Expressing his displeasure, D Sucheth Rao, CEO, Neuland Laboratories points out, "The industry would have greatly benefited if the finance minister would have announced a 10 year extension of tax benefits for standalone R&D entities and offered incentives to pharma companies for R&D, clinical research, research and development, government should have taken steps to reduce import duty to nil on inputs for research and development activities. Also government should have introduced tax exemptions on the foreign currency payments to overseas consultants for research and development units." Further he adds that the decision by the government to reduce the customs duty on life saving drugs as well as some of the vaccine and cancer products will greatly benefit patients as this will make the treatment cost effective. However it would have helped if the government had announced a total excise exemption on 354 drugs specified in the national list of essential medicines. The government should also provide special tax concessions for encouraging Public-Private Partnership (PPP) initiatives in the health care industry. Healthcare policies should create a congenial business environment for the private players to invest in the space.
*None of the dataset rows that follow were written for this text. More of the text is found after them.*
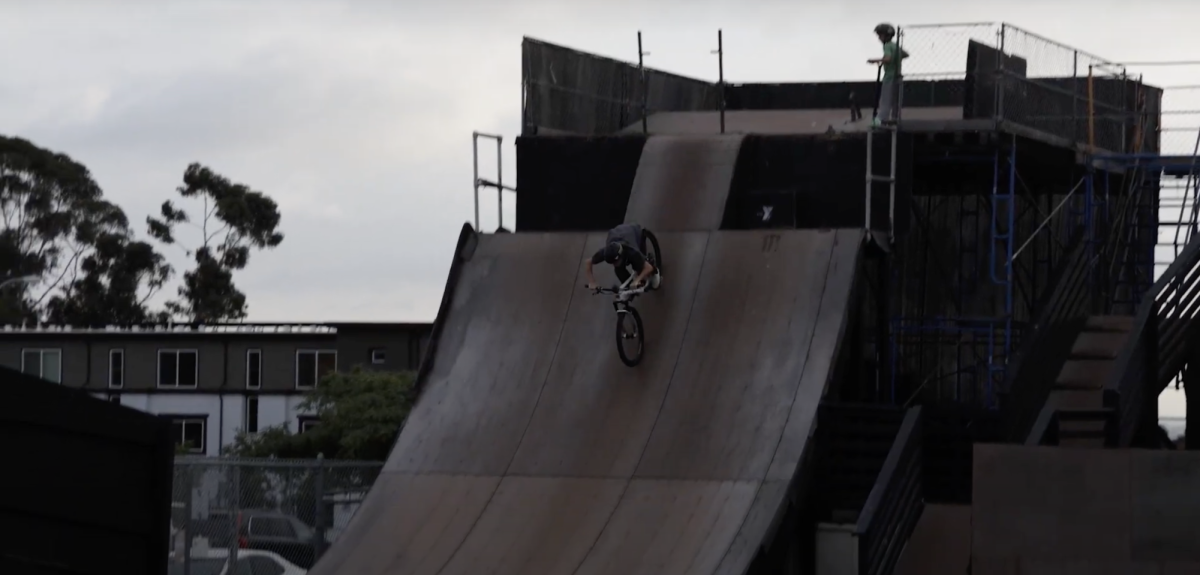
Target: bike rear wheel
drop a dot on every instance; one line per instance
(630, 337)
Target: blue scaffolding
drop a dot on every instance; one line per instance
(1120, 226)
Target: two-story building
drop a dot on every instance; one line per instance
(213, 381)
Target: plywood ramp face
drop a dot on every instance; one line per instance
(534, 449)
(683, 183)
(670, 528)
(743, 357)
(595, 414)
(408, 523)
(541, 526)
(940, 544)
(493, 357)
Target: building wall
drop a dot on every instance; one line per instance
(221, 390)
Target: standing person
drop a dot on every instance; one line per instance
(891, 64)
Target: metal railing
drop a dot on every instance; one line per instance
(292, 508)
(894, 503)
(1025, 78)
(1158, 343)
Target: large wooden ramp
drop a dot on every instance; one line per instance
(534, 449)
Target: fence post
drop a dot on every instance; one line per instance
(646, 88)
(318, 532)
(235, 514)
(187, 519)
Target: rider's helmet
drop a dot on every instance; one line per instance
(612, 252)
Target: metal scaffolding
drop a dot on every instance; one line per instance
(958, 346)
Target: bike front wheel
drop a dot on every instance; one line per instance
(630, 341)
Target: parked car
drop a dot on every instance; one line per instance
(261, 529)
(250, 562)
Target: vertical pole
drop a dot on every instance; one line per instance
(1091, 112)
(474, 155)
(319, 520)
(641, 69)
(1000, 75)
(1074, 99)
(720, 73)
(235, 510)
(499, 181)
(870, 172)
(899, 87)
(189, 487)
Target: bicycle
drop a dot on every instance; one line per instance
(623, 305)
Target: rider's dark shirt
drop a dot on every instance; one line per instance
(629, 256)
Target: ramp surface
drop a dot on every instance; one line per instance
(683, 181)
(534, 449)
(783, 121)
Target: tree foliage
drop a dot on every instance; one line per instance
(360, 414)
(234, 220)
(58, 226)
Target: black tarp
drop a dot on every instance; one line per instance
(574, 91)
(825, 177)
(575, 184)
(85, 486)
(832, 95)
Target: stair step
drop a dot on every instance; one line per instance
(1099, 345)
(1084, 373)
(1109, 323)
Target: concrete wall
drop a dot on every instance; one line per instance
(1050, 510)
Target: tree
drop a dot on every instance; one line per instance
(235, 220)
(360, 414)
(58, 226)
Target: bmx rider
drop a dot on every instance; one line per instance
(625, 251)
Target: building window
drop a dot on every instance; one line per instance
(178, 369)
(189, 431)
(251, 423)
(378, 355)
(46, 364)
(253, 369)
(307, 423)
(117, 369)
(312, 365)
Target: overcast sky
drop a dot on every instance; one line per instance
(357, 115)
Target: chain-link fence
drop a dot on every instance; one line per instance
(261, 510)
(1014, 75)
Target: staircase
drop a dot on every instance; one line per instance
(1078, 391)
(852, 442)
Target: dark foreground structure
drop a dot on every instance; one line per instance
(87, 484)
(875, 351)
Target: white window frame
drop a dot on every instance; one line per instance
(204, 431)
(316, 365)
(306, 420)
(257, 353)
(111, 354)
(245, 414)
(177, 385)
(41, 352)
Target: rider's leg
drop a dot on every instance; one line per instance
(622, 274)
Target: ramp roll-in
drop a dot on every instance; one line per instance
(534, 449)
(683, 181)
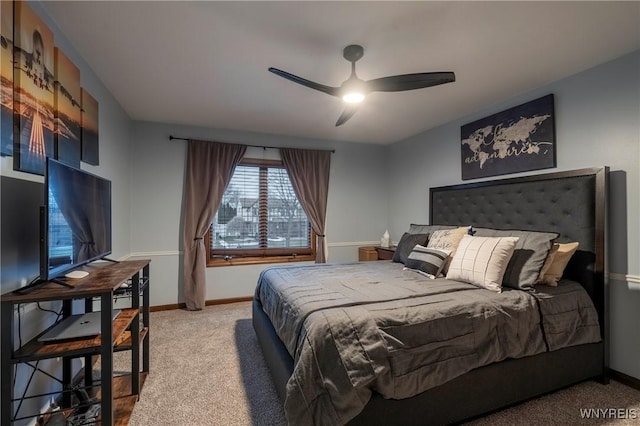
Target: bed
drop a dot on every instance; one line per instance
(502, 373)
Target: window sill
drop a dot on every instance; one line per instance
(213, 263)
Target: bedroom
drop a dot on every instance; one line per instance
(596, 112)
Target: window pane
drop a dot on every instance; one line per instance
(235, 224)
(259, 210)
(288, 224)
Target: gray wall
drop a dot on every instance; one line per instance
(597, 116)
(19, 250)
(356, 211)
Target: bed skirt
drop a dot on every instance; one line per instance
(477, 392)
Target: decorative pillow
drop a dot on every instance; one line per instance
(415, 228)
(427, 261)
(482, 261)
(406, 244)
(447, 240)
(553, 269)
(528, 257)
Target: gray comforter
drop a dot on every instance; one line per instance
(355, 328)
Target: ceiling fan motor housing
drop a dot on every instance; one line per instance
(353, 52)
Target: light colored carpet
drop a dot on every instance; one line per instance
(207, 369)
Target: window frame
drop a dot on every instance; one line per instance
(230, 257)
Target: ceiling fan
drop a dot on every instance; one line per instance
(354, 90)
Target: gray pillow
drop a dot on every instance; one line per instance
(528, 257)
(406, 244)
(427, 229)
(427, 261)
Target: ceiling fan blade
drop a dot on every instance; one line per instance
(399, 83)
(333, 91)
(348, 112)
K Raghavendra Rao, Managing Director, Orchid Chemicals & Pharmaceuticals shares, "Though the Union budget reaffirms the Government's commitment to social welfare programmes like rural employment and housing and national food security, the budget fell short of market expectations on certain infrastructural and FDI investments as well as disinvestment roadmap. The upstream effects of investing in rural and agrarian uplifting programmes would however be significant and may be perceived positively in days and weeks to come. For the corporate sector, the abolition of FBT is a welcome relief but the increase in MAT would affect many companies."
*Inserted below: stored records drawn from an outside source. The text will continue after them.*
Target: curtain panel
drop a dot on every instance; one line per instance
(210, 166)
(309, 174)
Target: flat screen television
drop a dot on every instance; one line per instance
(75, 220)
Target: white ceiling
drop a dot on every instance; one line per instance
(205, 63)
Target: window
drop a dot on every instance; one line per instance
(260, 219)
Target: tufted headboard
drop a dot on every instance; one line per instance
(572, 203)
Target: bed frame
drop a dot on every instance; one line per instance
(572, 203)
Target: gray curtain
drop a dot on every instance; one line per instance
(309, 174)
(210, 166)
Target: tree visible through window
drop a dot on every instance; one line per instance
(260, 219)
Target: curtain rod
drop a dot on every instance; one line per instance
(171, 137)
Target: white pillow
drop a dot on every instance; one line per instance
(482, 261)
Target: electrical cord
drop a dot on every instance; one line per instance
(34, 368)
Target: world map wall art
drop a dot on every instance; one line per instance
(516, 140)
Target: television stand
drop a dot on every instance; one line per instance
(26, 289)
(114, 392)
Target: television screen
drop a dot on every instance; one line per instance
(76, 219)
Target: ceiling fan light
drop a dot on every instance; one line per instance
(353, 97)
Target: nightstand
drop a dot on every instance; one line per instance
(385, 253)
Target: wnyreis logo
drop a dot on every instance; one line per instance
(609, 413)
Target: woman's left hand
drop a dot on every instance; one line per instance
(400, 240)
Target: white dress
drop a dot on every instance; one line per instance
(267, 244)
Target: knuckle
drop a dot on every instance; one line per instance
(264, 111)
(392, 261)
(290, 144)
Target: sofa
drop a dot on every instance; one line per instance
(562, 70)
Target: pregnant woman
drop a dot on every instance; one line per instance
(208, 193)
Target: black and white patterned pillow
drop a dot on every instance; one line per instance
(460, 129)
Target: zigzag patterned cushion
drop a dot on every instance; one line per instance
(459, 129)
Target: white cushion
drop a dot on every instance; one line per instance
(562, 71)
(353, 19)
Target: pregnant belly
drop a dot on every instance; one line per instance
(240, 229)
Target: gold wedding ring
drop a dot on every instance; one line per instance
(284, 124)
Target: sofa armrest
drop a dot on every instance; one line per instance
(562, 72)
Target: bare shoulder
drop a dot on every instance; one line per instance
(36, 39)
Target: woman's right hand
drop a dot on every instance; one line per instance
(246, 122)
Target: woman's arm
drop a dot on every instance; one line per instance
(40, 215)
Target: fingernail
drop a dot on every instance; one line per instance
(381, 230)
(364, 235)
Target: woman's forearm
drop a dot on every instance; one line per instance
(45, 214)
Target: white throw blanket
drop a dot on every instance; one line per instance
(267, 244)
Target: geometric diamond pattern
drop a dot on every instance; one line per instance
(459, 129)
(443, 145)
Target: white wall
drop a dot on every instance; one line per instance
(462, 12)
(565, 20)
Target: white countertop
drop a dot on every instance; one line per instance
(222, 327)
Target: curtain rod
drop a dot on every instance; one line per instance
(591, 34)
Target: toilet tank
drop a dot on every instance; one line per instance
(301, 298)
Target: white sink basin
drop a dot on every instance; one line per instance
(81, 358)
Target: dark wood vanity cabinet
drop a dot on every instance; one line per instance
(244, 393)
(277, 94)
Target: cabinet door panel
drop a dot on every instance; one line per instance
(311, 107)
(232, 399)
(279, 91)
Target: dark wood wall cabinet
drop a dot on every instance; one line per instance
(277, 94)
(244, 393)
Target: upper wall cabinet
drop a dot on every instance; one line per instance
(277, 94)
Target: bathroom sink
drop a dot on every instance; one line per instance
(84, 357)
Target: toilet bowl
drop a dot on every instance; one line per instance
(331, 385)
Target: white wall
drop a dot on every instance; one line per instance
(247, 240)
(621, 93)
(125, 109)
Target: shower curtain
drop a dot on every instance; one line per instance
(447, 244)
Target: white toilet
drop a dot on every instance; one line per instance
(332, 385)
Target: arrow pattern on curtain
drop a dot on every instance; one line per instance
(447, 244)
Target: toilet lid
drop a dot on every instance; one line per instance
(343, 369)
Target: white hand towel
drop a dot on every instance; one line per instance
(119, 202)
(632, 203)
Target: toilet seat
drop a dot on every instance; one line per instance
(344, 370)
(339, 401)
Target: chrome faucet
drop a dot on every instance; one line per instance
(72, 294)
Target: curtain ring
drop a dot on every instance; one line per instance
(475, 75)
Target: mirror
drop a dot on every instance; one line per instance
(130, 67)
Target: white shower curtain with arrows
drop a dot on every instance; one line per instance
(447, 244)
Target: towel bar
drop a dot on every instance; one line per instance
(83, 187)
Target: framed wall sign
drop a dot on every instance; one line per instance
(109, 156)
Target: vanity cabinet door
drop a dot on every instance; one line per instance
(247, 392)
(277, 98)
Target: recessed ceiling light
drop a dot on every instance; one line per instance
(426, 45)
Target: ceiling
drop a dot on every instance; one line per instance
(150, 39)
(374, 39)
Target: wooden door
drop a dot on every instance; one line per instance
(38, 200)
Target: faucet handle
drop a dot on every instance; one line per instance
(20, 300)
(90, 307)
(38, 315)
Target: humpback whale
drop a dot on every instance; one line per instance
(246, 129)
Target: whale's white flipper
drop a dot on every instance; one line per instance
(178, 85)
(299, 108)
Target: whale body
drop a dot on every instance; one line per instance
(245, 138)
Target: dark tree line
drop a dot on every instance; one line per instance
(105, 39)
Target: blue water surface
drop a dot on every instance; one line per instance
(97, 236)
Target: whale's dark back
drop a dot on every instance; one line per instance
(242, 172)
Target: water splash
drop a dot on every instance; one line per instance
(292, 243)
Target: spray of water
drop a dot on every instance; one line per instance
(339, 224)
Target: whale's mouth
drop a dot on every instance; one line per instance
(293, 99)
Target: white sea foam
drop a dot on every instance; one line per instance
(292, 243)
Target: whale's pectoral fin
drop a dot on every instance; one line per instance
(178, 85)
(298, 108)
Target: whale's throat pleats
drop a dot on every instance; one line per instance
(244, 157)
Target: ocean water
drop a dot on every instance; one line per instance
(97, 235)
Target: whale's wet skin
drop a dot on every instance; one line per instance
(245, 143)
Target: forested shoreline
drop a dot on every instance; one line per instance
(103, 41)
Voicing his views regarding the demands of the vendors, Mukul Somany, Senior Vice President, AIGMF and Joint Managing Director, Hindustan National Glass & Industries says, "The request of glass industry for rationalisation of soda ash import duty remains unheard and pending. Higher cost of inputs particularly soda ash, which constitutes about 30 percent of cost of production of glass products, is one of the major factors contributing to higher cost of glass bottles. It is hitting the glass producers, especially in the small and medium sector. There has not been any direct benefit passed on to packaging industry in general and container glass industry in particular."

Simply put, the budget presented was a democratic one aimed in fulfilling the demands and needs of the masses, which is a good thing. However many crucial demands from the pharma industry went unheard. In India research is an area that needs active support from the government since it is in a very nascent stage. There is a need for more tax benefits and infrastructure that needs a lot of investments. There is a large scope of R&D in India but for that, the government needs to do a lot in promoting industries and providing support to the industries.

But unfortunately the long-standing demand for significant incentives for R&D has still not been met. In short, while it is a promising budget for the common people, from an industry point of view, it could had been a lot better if some basic and long lasting demands have been met, That would have, in turn, led to much needed booster to facilitate and stimulate growth of this sector and in turn need to more affordable medicine.